Il est possible d'apprécier
à Taiwan le processus d'urbanisation capitaliste du monde comme
s'il s'agissait d'un laboratoire à pleine échelle. Il est
difficile de continuer à appeler
“ maison ” les constructions en béton
précaire qui jalonnent la route, car la fonction traditionnelle
de refuge semble céder la place aux deux fonctions centrales du
technocapitalisme baroque : la vente d'objets et la connexion au
réseau numérique.
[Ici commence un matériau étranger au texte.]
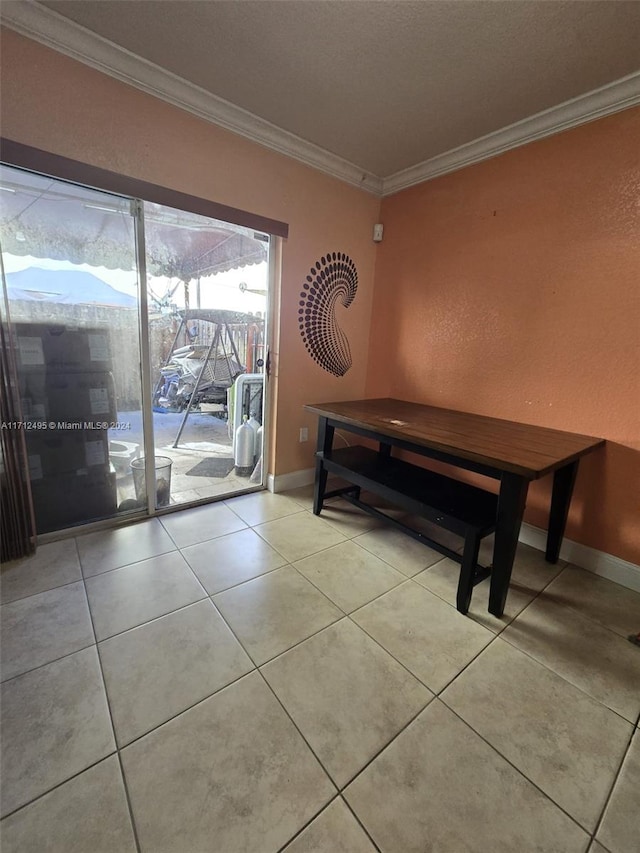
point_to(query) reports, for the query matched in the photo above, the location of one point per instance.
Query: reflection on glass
(207, 292)
(70, 274)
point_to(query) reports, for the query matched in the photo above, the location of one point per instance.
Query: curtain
(17, 526)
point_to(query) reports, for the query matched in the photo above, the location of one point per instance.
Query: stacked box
(47, 348)
(67, 393)
(80, 397)
(54, 452)
(69, 499)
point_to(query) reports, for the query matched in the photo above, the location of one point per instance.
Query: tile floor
(247, 677)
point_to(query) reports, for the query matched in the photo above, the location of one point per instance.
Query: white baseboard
(599, 562)
(293, 480)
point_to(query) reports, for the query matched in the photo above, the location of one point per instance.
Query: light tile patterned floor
(246, 677)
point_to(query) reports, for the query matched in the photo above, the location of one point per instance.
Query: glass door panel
(69, 258)
(207, 286)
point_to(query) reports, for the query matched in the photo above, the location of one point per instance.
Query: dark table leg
(325, 442)
(511, 501)
(563, 481)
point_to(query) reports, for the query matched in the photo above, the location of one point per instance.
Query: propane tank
(245, 443)
(254, 423)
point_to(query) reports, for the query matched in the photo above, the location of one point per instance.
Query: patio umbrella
(46, 218)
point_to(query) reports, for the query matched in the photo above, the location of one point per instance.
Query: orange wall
(511, 288)
(52, 102)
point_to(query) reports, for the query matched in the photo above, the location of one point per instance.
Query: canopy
(65, 286)
(46, 218)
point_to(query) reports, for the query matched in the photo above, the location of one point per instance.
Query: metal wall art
(333, 278)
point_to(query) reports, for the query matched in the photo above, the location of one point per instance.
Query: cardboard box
(72, 397)
(42, 348)
(52, 453)
(71, 499)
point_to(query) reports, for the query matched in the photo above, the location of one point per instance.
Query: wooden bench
(460, 508)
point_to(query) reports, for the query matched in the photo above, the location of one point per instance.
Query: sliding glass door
(139, 333)
(207, 284)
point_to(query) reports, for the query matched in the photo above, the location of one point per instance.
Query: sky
(220, 291)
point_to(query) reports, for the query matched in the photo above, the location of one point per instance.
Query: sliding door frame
(45, 163)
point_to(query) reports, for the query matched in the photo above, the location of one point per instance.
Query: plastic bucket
(163, 480)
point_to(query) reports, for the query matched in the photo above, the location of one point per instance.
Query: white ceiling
(381, 84)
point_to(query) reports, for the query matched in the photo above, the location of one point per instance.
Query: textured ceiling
(383, 84)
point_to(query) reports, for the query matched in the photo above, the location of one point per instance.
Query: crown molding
(49, 28)
(612, 98)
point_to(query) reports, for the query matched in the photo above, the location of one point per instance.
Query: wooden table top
(524, 449)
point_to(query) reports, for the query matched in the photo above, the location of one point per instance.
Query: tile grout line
(612, 788)
(125, 786)
(256, 667)
(517, 769)
(339, 789)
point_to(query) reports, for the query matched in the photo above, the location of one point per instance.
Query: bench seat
(462, 509)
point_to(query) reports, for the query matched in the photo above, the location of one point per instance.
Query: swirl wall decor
(333, 278)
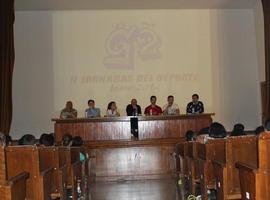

La maison est principalement un bureau
commercial ou un terminal d'insertion du courant électrique qui
permet de brancher un téléviseur ou un
téléphone mobile, de connecter un routeur et d'activer un
ordinateur. Dans leur fonction de bureau commercial, les porches de
chaque habitation servent de support à une multitude
d'objets : des poupées manga, des chats qui sourient en
fermant les yeux et hochent la tête, de faux colliers en jade,
des verres, des bouteilles, des couverts, des montres, des chapeaux,
tous fabriqués avec le même plastique qui brûle dans
les dépotoirs. En tant que borne électrique, le design et
la décoration intérieure de la maison ne sont plus
importants : l'habitant vit en réalité dans
l'univers virtuel auquel la maison, en tant que prise globale, le
connecte.
Alors
que la fonction commerciale enracine le corps vivant dans une masse de
matière contaminante, la fonction numérique
dématérialise le corps, le faisant passer du règne
cancérogène du plastique à l'univers lumineux de
l'écran. Peu à peu, les deux fonctions se juxtaposent et
se confondent jusqu'à être absorbées par la
métafonction du capitalisme mondial : la consommation. Sur
l'écran, l'esthétique des multiples fenêtres
rappelle la superposition de personnage des temples polythéistes
auxquels les Taïwanais vont demander, chance, santé, argent
ou paix pour leurs ancêtres. En arrivant à Yuchi,
brusquement, sur le Strip, une petite porte en bois s'ouvre sur un
chemin de terre bordé de hauts bambous. Alors le lac
apparaît, immense et majestueux et, derrière lui, les
quatre montagnes sacrées. La montagne Shuishe me parle et me
demande : qui sont tes ancêtres ? De qui es-tu
l'ancêtre ? Demain nous entrerons dans la prison de Chiayi
et le lac et la montagne resteront dehors.